Ce club est mort. Il se permet de faire des choses inhumaines
Mais… c’est aux dirigeants que vous en voulez le plus alors que votre coach vous met aux arrêts de rigueur à trois semaines de la reprise ?
Le coach ne m’a même pas vu jouer une fois en championnat et il n’aime pas mon style ! Il est bien gentil, mais à son âge (NDLR : Marcus Weiss a 33 ans, l’âge de Menèssou à quelques mois près), il ne connaît pas grand-chose et surtout pas la DN. La preuve, c’est que si tu es capable de dire que tu seras tranquille avec cet effectif, tu es fou ! On perd 3-1 à Hostert, on perd 2-1 à Rosport.
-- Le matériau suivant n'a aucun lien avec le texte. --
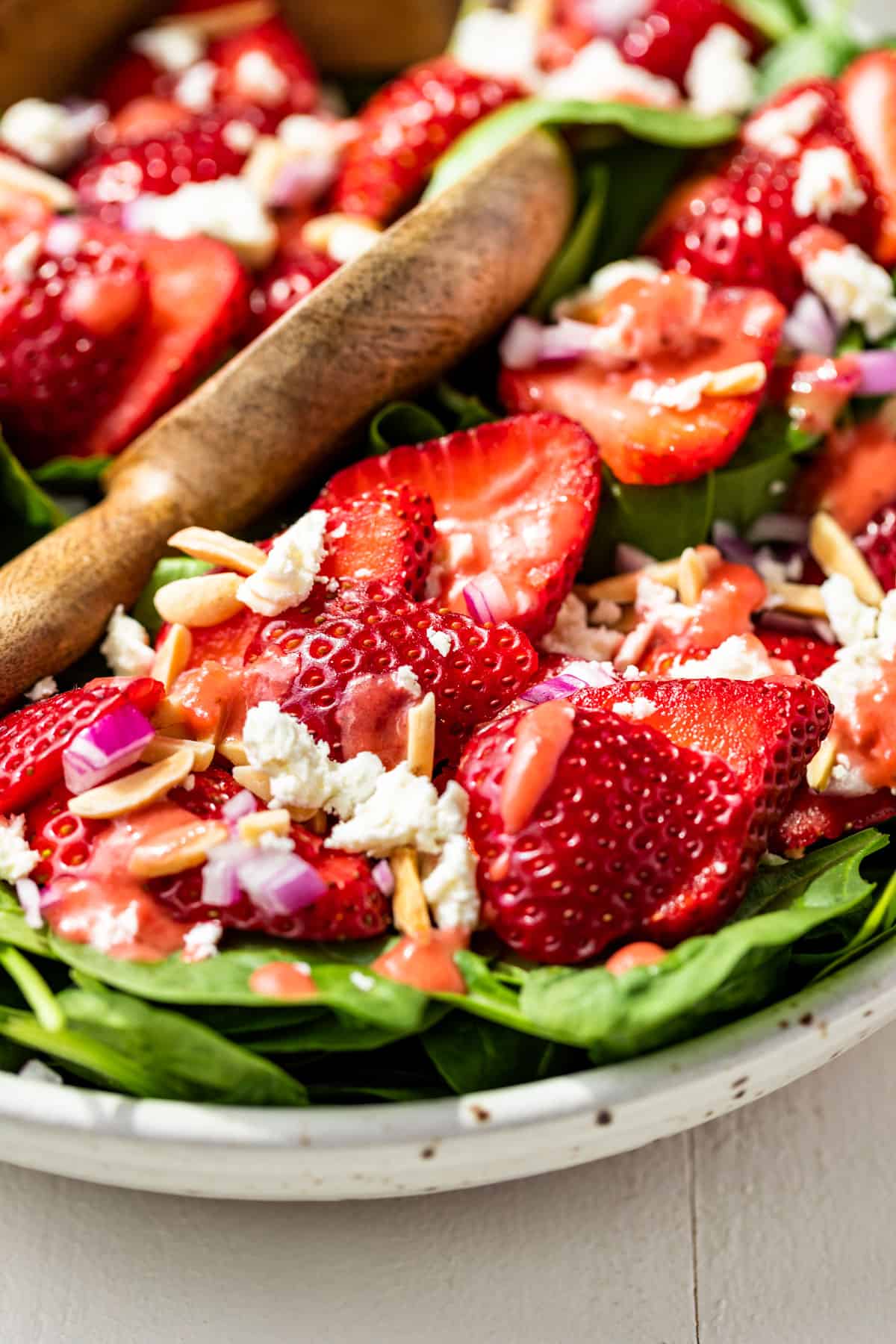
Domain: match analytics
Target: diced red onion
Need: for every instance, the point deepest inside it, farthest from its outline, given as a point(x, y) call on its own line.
point(778, 527)
point(487, 600)
point(382, 875)
point(877, 370)
point(810, 327)
point(107, 747)
point(280, 883)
J’entends dire un peu partout que des équipes comme Hostert ou Rodange joueront le maintien ? Mais nous, avec notre effectif, on est bien moins forts qu’eux ! Largement même. Même (Manu) Lapierre s’est reblessé. La situation n’est pas grave, elle est très grave, les gens doivent le savoir. D’ici à ce que les Grecs s’en aillent sans mettre d’argent en voyant dans quelle situation ils se sont fourrés.
Ce sont des spéculations.
En tout cas, je ne donne pas cher de la peau de l’entraîneur après quelques semaines de compétition.
Ses dirigeants lui ont promis des renforts de joueurs professionnels.
Oui, enfin, deux ou trois pros, ça ne changera rien. C’est un championnat spécial : ils ne feront pas la messe ici. Les autres clubs se sont renforcés comme des malades et la Jeunesse n’a pas de structure sur le terrain. Et les pros, vous les imaginez s’adapter en trois semaines? Ce sera déjà exceptionnel si la Jeunesse a un point après trois journées et après avoir joué le Fola, le Swift et Rosport. Les Grecs m’ont dit qu’ils voulaient jouer les trois premières places, ça m’a bien fait rire : estimez-vous heureux si vous vous maintenez.
Vous n’êtes pas le seul dans ce cas, donc ?
Non, ils ont fait le même coup à Mehmet Arslan (NDLR : le club a officialisé la séparation lundi, sur son site). Il signe à Marseille Consolat. Encore un en moins. C’est une catastrophe. Ce club est mort. Il se permet de faire des choses inhumaines comme je n’en ai jamais vu au Luxembourg. Mais bon, en décembre, je ne suis plus joueur transféré. On verra à ce moment-là.